Creamy hojicha-infused panna cotta layered with fresh berries and crunchy granola creates an elegant Japanese fusion dessert with delicate roasted tea flavors and satisfying textures.

# Components:

→ Hojicha Panna Cotta

01 - 1⅔ cups heavy cream
02 - ⅖ cup whole milk
03 - 2 tablespoons hojicha tea leaves
04 - ¼ cup granulated sugar
05 - 1½ teaspoons powdered gelatin
06 - 2 tablespoons cold water
07 - 1 teaspoon vanilla extract

→ Berry Layer

08 - 1 cup mixed fresh berries
09 - 1 tablespoon sugar, optional

→ Granola Layer

10 - ⅔ cup granola

# Method:

01 - Sprinkle powdered gelatin over cold water in a small bowl and allow to bloom for 5 minutes until fully hydrated.
02 - Combine heavy cream and whole milk in a saucepan. Heat gently over medium heat until the mixture reaches just below boiling point.
03 - Add hojicha tea leaves to the hot cream mixture and cover the saucepan. Let steep for 10 minutes to fully infuse the roasted tea flavor.
04 - Strain the cream mixture through a fine mesh sieve, pressing gently on the tea leaves to extract maximum flavor. Discard spent leaves. Return infused cream to saucepan and add sugar. Heat until sugar dissolves completely without bringing to a boil.
05 - Remove saucepan from heat. Stir in bloomed gelatin until fully dissolved and smooth. Add vanilla extract and mix until combined.
06 - Divide the hojicha cream mixture evenly among 4 serving glasses, filling each just under halfway. Transfer to refrigerator and chill for at least 4 hours until completely set.
07 - While panna cotta chills, combine mixed berries with sugar if desired. Allow to macerate for 10 minutes to release natural juices.
08 - Once panna cotta is fully set, spoon a layer of granola over each serving, followed by a generous portion of macerated berries with their juices.
09 - Optionally create additional layers for height and visual appeal.
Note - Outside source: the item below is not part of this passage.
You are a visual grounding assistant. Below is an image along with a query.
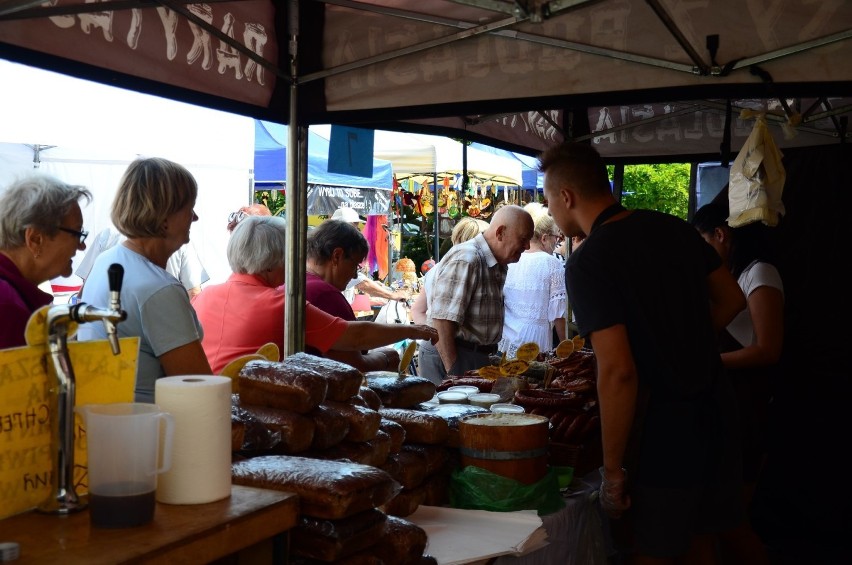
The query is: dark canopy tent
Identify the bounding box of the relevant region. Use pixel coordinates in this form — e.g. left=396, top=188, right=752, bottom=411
left=1, top=4, right=850, bottom=553
left=1, top=1, right=849, bottom=162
Serve immediately while granola remains crisp and all elements are well-chilled.

# Expert Advice:

01 -
  • The hojicha flavor is subtle and sophisticated, nothing like the heavy tea drinks that overpower your palate.
  • Most of the work happens while you sleep—just chill it overnight and layer right before serving.
  • You get four different textures in one spoon, which somehow makes eating dessert feel like an actual experience.
02 -
  • Don't skip the blooming step with gelatin—I once tried to just dump it in and ended up with a grainy texture that no amount of whisking could fix.
  • The hojicha flavor is delicate and gets lost if you steep it longer than 10 minutes, so set a timer or you'll overbruin it and turn the whole thing bitter.
03 -
  • Make your own granola if you have 30 minutes—it stays crunchier longer than store-bought and you can control the sweetness so it doesn't compete with the delicate hojicha.
  • Chill your serving glasses in the freezer for 10 minutes before pouring in the panna cotta mixture; it sets faster and more evenly on a cold surface.